You're Not Too Small To Be a Target
Founders must internalize these critical truths:
- You are not too small to be a target. The Verizon report indicated that 88% of breaches at SMBs involved ransomware. Attackers favor smaller companies because they often have weaker defenses but still possess valuable customer data and integration access.
- Security isn't optional because you're in "growth mode." Every enterprise customer you onboard increases your obligation to protect their data. This isn't a future problem; it's a current and significant liability.
- Your platform partners will protect themselves first. Salesforce did not hesitate to sever every Drift and Gainsight connection the moment risk was detected. They made the correct decision for their customers. Do not expect them to prioritize your business interests over their own security and reputation.
The SaaS supply chain has evolved into a primary attack vector. Nation-state actors and sophisticated cybercrime groups specifically target integration providers because they offer efficient pathways to mass compromise.
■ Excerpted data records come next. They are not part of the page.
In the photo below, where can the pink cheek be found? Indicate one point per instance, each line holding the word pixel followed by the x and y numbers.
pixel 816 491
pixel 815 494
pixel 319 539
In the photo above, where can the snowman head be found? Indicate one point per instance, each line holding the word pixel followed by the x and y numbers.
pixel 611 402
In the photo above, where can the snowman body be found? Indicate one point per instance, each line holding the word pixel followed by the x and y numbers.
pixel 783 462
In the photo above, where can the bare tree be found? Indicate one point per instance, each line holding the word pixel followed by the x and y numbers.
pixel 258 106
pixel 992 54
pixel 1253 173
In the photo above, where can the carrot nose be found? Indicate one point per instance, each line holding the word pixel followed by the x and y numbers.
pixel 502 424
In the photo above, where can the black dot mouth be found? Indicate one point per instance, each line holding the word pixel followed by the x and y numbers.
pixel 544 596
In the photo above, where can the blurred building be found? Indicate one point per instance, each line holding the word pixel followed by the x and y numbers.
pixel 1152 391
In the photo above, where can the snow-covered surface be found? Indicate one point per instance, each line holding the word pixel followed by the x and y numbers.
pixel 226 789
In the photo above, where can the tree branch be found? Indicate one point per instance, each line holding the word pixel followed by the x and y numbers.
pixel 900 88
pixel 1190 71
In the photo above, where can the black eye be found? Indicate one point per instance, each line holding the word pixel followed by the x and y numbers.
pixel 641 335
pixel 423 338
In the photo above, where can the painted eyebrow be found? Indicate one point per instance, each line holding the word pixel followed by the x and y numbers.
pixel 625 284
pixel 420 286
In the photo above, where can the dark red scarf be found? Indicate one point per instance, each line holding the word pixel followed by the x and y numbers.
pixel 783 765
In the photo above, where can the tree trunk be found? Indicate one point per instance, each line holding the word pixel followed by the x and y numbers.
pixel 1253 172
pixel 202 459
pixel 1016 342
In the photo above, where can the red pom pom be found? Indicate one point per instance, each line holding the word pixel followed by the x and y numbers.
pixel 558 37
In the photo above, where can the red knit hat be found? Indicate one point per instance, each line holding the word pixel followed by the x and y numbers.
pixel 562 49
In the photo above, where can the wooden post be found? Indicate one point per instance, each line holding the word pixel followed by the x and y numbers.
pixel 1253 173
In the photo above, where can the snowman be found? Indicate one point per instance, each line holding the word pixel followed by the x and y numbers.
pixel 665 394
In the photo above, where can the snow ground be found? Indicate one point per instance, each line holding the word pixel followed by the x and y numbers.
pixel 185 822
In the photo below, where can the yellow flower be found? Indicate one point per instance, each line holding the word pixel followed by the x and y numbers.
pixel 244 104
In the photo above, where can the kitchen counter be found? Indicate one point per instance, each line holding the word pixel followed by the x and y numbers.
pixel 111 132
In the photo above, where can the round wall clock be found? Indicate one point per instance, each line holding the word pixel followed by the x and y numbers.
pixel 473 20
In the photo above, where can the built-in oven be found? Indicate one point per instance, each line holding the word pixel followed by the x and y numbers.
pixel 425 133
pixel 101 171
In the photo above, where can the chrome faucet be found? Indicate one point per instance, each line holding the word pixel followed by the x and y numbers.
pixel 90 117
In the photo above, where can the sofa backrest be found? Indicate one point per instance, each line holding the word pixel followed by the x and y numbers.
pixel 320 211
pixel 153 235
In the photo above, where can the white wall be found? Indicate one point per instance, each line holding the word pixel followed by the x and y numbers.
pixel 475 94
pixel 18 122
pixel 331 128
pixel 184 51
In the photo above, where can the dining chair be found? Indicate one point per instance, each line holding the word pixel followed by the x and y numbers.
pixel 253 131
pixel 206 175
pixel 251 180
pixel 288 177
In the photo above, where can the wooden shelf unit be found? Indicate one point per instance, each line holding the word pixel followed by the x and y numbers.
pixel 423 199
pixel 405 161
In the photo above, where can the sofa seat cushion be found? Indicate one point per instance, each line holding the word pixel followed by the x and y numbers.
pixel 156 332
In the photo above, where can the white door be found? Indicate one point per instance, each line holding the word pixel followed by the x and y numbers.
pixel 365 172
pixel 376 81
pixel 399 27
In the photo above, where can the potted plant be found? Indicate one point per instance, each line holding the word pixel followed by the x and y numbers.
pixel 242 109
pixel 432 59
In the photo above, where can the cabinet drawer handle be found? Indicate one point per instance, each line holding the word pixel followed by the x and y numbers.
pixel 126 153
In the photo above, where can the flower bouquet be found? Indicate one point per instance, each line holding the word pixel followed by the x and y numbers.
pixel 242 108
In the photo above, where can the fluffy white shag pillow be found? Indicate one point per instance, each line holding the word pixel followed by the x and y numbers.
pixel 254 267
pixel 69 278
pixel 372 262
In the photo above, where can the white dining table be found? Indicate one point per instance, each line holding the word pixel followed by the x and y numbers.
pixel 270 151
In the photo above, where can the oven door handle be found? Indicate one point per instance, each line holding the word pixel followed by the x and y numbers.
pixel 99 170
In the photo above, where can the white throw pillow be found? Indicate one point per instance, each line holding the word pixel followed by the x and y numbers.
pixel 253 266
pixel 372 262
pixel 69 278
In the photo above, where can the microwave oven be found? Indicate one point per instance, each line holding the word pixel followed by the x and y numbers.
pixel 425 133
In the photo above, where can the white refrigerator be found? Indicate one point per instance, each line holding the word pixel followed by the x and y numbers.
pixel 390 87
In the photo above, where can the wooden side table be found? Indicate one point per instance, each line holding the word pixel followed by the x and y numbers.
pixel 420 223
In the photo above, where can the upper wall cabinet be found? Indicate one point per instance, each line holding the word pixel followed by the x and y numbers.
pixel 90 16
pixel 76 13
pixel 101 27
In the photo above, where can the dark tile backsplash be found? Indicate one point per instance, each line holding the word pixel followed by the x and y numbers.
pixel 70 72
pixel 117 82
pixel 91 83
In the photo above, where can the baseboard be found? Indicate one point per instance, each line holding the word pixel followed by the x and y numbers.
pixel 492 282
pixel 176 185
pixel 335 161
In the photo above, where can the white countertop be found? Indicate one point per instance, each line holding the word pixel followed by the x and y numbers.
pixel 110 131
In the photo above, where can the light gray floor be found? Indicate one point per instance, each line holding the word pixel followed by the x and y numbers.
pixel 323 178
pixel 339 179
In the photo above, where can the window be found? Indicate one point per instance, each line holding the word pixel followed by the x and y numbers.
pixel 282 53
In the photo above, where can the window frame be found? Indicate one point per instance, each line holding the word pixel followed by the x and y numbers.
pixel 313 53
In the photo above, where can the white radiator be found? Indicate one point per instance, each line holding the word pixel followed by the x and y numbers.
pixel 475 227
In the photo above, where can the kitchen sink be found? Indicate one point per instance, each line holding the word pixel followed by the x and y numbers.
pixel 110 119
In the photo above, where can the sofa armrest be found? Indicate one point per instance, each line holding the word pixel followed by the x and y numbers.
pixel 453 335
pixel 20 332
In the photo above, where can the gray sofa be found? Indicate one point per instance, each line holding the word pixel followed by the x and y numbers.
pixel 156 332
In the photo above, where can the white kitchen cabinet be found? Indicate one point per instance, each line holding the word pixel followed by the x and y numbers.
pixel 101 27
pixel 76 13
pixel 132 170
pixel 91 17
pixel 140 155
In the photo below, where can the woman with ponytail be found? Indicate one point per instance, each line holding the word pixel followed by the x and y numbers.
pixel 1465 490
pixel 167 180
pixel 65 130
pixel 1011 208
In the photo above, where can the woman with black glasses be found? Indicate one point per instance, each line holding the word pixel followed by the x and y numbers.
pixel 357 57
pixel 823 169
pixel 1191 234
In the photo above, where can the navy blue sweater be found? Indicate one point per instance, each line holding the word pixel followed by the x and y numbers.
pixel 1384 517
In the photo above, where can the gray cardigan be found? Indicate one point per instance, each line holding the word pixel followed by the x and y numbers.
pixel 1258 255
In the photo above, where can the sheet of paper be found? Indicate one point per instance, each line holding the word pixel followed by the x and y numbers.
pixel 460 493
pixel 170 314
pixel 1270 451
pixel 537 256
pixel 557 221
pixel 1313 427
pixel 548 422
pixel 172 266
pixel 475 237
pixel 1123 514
If you are building an integration-dependent SaaS business, security is not merely a cost center; it is existential risk management.
Drift and Gainsight are (or in Drift's case, were) category leaders, backed by billions in capital. They possess dedicated security teams, compliance certifications, and enterprise-grade infrastructure. Yet, they were still breached. They still lost platform access. They are still offline.
If it can happen to them, it can happen to you. The question is no longer whether you can afford to invest deeper in security, but whether you can afford *not* to.